Solution: Keep checking in with yourself and be aware.
“The key to awareness is being authentic with yourself about your narratives and expectations,” says Durvasula, who suggests paying attention to petty differences and looking for patterns: Are they about money? Do they happen when you compare yourself to others? Are you holding expectations in the relationship that your partner does not know? Are you talking out of both sides of your mouth, one minute saying that you are so happy to have such a sweet guy and the next castigating him for not being a good provider?
“It is critical to deconstruct your narratives and really face up to what is yours versus the voices of others,” says Durvasula.
At times, it may feel like your partner is intentionally causing you pain, whether it's not answering your text within five minutes or throwing you the 'wrong' birthday party, but more likely they're triggering a primal reaction in you. That's when you boil over, shut down, or retreat—and ultimately shut out your partner.
"When you do this dysfunctionally, your partner hears: 'I’m not that into you anymore,'" says Ken Page, LCSW, New York-based psychotherapist and author of Deeper Dating: How to Drop the Games of Seduction and Discover the Power of Intimacy.
Solution: Identify and manage emotional triggers.

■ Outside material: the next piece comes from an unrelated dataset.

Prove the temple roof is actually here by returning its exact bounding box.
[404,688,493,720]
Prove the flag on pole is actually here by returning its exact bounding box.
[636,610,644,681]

Action plan: Take an inventory, take a deep breath and take five. By noticing what stirs you up and sets you off, you can find healthier ways to deal with triggers without punishing your partner. "The key is learning to change those reactions in a way so that when things are difficult, we know the path to get closer to our partner instead of pushing them away," adds Page.
Cinderella and Prince Charming may have lived happily ever after, but thinking relationship are all rainbows and roses is a fairy tale.
"The assumption has to be that your relationship will tarnish if you're not doing the work," says Page. "Like silver, you have to polish it again and again, and sometimes it takes elbow grease." If not, distance and resentment grows, conversation becomes less intimate and sex diminishes.
Solution: Polish your relationship.
Work doesn't mean punishment; it means expressing your need, focusing on your own work rather than trying to change your partner, and sharing your most vulnerable parts. "Tell your partner how much you adore them, what you love that they do in bed and what you love that they do out of bed," adds Page.